In the moment, things never seem as important as they will be in the future. We wait, we reflect, and then feel a pang in our stomachs when we realize it’s all gone. For a nation dealing with our current set of problems, the ’90s is now a decade we yearn to emulate. We grew up thinking that Chris Farley was the funniest man alive and that Kurt Loader was the only newscaster worth listening to. Now, “Saturday Night Live” is almost never funny. The Simpsons and the Bundys were our favorite TV families, we thought New York was just like how we saw it on “Friends,” and we couldn’t wait for the O.J. Simpson trial to be over. It was a crooked time, but nothing compared to what was to come. The deficits that we face now are in our government but they’re also reflected in every aspect of our culture: music, television, et. al.

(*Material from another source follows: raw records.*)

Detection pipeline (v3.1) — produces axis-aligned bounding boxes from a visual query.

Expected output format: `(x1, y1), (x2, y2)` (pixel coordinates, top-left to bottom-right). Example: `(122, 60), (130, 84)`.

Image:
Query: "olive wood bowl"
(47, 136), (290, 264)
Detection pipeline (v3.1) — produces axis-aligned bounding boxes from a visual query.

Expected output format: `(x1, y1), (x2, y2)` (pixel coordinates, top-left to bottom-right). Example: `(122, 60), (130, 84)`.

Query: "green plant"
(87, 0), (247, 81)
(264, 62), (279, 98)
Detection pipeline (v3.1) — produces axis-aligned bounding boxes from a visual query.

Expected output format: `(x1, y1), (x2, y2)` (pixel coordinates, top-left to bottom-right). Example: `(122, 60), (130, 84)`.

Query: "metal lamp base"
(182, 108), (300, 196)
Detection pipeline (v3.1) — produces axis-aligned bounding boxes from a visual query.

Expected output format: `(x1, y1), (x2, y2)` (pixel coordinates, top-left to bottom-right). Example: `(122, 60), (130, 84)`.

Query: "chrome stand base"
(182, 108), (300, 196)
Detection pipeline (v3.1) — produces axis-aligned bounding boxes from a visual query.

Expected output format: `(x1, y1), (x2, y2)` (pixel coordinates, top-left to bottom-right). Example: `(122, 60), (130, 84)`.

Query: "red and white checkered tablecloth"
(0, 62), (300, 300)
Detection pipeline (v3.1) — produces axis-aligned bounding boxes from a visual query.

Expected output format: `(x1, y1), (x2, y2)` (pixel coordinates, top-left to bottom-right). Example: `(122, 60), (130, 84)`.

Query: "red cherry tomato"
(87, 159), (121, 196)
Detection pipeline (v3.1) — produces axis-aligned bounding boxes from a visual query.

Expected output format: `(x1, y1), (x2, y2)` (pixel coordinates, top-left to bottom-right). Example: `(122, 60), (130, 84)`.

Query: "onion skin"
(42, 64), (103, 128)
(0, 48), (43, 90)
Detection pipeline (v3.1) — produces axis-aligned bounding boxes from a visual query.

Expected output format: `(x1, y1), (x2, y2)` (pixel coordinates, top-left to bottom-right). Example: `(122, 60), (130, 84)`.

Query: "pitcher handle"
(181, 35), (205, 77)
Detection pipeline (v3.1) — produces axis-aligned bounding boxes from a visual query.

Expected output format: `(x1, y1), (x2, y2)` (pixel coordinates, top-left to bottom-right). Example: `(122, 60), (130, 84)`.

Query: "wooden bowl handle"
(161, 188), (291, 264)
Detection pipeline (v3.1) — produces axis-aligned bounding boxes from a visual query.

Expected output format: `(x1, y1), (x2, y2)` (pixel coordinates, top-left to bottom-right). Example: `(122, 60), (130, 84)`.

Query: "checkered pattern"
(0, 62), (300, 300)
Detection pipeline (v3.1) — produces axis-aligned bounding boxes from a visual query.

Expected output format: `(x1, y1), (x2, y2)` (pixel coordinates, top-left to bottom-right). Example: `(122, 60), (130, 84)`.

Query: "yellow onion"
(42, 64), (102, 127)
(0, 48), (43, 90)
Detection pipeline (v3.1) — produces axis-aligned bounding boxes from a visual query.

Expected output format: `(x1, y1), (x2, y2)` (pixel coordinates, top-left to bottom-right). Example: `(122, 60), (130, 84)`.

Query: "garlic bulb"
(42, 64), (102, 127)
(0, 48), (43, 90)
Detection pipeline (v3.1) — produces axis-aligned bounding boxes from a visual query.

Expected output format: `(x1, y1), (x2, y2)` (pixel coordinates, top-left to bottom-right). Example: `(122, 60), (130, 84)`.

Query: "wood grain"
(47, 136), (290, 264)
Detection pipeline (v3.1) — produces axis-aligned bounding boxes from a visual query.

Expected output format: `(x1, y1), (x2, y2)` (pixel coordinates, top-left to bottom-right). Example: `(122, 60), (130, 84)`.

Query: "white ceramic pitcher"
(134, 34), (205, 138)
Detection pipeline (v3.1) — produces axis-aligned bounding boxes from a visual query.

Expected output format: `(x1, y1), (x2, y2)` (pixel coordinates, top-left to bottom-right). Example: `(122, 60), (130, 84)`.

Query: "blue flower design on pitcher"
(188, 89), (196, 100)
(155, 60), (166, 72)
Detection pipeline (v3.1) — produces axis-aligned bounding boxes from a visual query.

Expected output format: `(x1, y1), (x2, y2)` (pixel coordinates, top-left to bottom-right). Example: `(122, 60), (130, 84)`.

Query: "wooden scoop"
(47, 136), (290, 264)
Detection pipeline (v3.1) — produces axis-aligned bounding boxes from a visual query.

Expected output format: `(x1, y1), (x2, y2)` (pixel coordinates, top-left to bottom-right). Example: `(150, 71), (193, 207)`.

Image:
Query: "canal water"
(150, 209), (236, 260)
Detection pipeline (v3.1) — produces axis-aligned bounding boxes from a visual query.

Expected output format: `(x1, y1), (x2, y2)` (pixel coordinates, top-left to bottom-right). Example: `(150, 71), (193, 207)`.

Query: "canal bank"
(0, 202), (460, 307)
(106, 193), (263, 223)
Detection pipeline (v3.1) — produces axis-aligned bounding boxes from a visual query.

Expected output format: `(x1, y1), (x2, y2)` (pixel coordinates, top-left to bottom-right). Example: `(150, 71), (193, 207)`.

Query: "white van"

In the ’90s the political weight wasn’t on our shoulders — we were too young. Now, we’re old enough to vote and to have a say in what happens to our generation. We have a stake in it now and it’s scary. Our economy is so different than it was when we were young and that makes it so that we’re having to settle earlier, accepting any job that will help us pay for our student loans. The added fear that has come from the former years’ terror has changed us and changed the way that we think about our past, present and future. We reflect because we want to, because we need to, because we desire to be part of a time when our dreams didn’t seem so impossible.